Baltimore loves to win but not cover these large spreads but expect them to come out with a vengeance after having their hearts ripped out by Kansas City yet again. They also have a long week of preparation and Las Vegas has the misfortune of having to go all the way to the West Coast. As I mentioned above, that usually doesn’t bode well for the team traveling East. The best part of the Raiders team is the pass rush, led by Maxx Crosby and Christian Wilkins, but Lamar Jackson is the perfect weapon to mitigate that.
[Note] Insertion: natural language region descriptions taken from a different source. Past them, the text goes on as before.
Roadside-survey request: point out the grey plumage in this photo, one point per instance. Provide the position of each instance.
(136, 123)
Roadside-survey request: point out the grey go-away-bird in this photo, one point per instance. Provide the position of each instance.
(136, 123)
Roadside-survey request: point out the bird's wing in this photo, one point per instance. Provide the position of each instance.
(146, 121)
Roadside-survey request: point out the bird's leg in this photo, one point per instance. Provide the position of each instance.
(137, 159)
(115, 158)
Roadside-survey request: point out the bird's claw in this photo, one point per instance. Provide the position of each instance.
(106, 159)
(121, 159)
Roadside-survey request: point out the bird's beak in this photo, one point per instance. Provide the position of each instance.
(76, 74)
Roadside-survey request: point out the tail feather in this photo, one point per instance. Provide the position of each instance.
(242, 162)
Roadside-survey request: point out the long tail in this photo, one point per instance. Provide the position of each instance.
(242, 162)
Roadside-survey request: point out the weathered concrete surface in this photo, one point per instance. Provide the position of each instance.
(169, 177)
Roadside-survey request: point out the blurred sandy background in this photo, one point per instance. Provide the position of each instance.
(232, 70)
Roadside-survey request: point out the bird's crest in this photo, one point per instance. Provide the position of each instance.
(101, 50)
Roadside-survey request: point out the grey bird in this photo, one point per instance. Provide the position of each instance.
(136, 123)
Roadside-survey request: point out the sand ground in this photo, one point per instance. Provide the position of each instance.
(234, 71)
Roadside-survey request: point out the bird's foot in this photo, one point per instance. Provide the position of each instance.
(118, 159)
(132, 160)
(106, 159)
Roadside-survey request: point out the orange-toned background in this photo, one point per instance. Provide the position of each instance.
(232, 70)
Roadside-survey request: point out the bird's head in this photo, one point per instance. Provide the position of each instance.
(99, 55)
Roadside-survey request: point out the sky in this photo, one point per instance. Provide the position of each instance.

Bo Nix and the Broncos are who I thought they were. The defense let them hang with Seattle for awhile and Nix didn’t make any disastrous plays. They are good enough not to be a home underdog against a mediocre Pittsburgh roster with a thin offensive line due to injury. This line makes little sense to me.
Tier 5: We are Never, Ever, Ever Getting Back Together (Season Record: 2-2)
Commanders -1.5 over Giants
Panthers +5.5 over Chargers
I’m sorry Giants and Brian Daboll. We are never, ever, ever getting better. I’m embarrassed that I picked Daniel Jones last week. Never again.
I’m fully prepared to insert “Panthers” and “Dave Canales” and “Bryce Young” into the above statement next week. I know this is probably foolish. However, the Chargers never, ever, ever play well in the Eastern time zone (see above principle) and they are laying five-and-a-half. Call me a sucker, but I can’t pass that up.